My hope is that through this series others will be encouraged to examine their own worldviews. Christian and non-Christian alike.
As Aristotle famously said,
The unexamined life is not worth living.
As I mentioned in my initial article; In order for a worldview to be livable it needs to be complete in itself. It cannot borrow from other worldviews that which it cannot sustain on its own. Atheism fails on these two fronts since it borrows from other worldviews when it comes to morality, something Luke also does as he seems to indicate there is a moral problem with the teachings of Christianity, and atheism has no foundation for an ultimately meaningful or purposeful life.

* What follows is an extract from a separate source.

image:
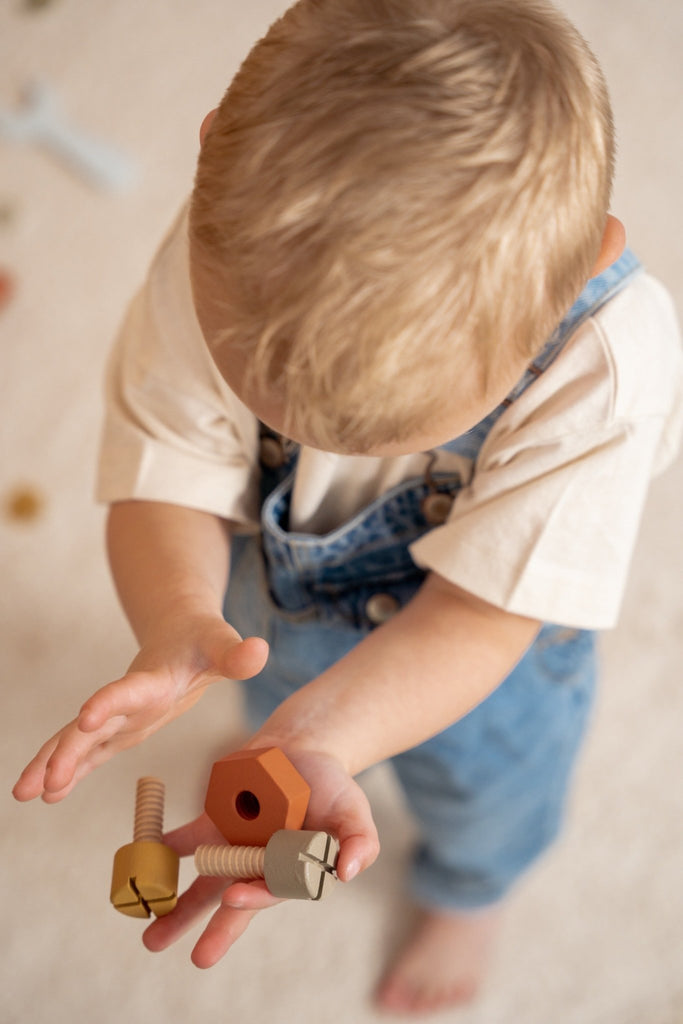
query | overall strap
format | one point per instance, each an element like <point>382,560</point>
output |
<point>596,294</point>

Luke seems to think that some of the best philanthropists are Warren Buffet and Bill Gates. I suppose these two were chosen due to the number of dollars they can send to any cause or humanitarian project. However I would argue that the measure of philanthropy is not the number of dollars one can send, but how much of oneself one can give. In this respect the greatest philanthropists are the ones who “lay down their lives for their neighbor”. However this is exactly what naturalism argues against. Altruism, the practice of selflessly giving oneself in service to others, is simply an incoherent concept in any worldview that denies that we are eternal, consistent1, creatures.
I believe a difficulty exists with how Luke and I are using the phrase “life a satisfactory life”. I am using it in the classical philosophical sense, rooted in worldviews which contained the context of some sort of transcendent existence after death. In this sense, the qualifications of what it takes to life a satisfactory life are objective and definite. They transcend the universe and all its particulars, including us. Since these objectives are transcendent, it follows that a meaningful life is not constrained to time and space.

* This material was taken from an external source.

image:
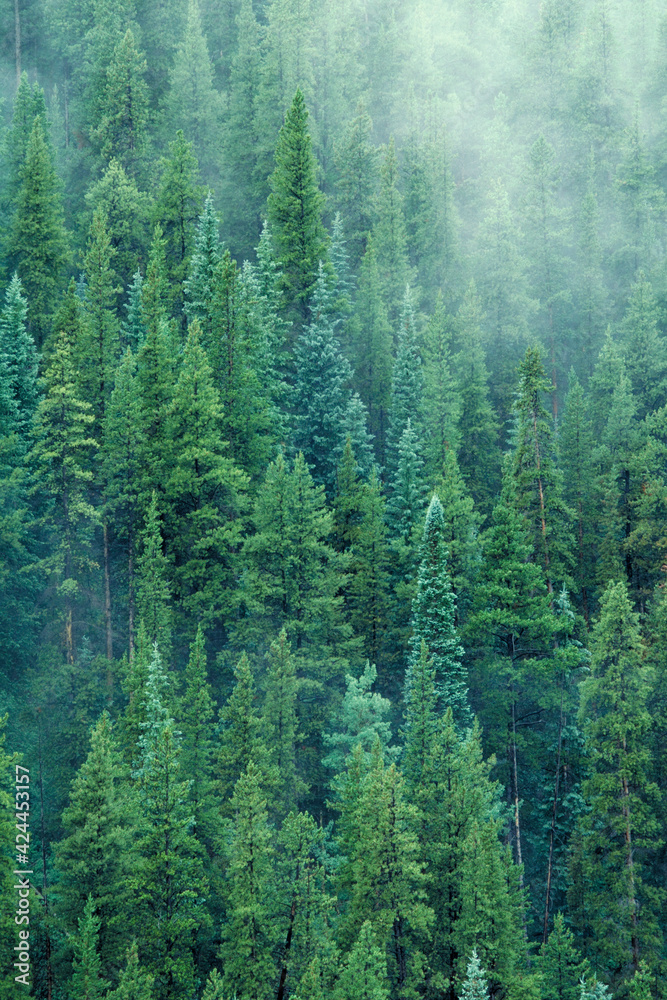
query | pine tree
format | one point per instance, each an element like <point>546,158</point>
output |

It appears that Luke, as most atheists, want to view a satisfactory life as a subjective and finite target. The problem with that understanding, however, is that if the meaning of life is whatever the subject determines it to be2 then the notion that there is any meaning collapses in on itself. If there is no objective standard, then it becomes incoherent to talk about anything meeting that standard. Here Luke demonstrates how an incoherent worldview like atheism is not consistently livable. Luke deconstructs the words used, specifically meaning and purpose, and then claims that everything fits.
If we say anything goes when it comes to meaning and purpose of life then we render the question itself incoherent. Meaning is stripped of its, well, meaning as is purpose.
When you don’t know where you’re going, then any road will do.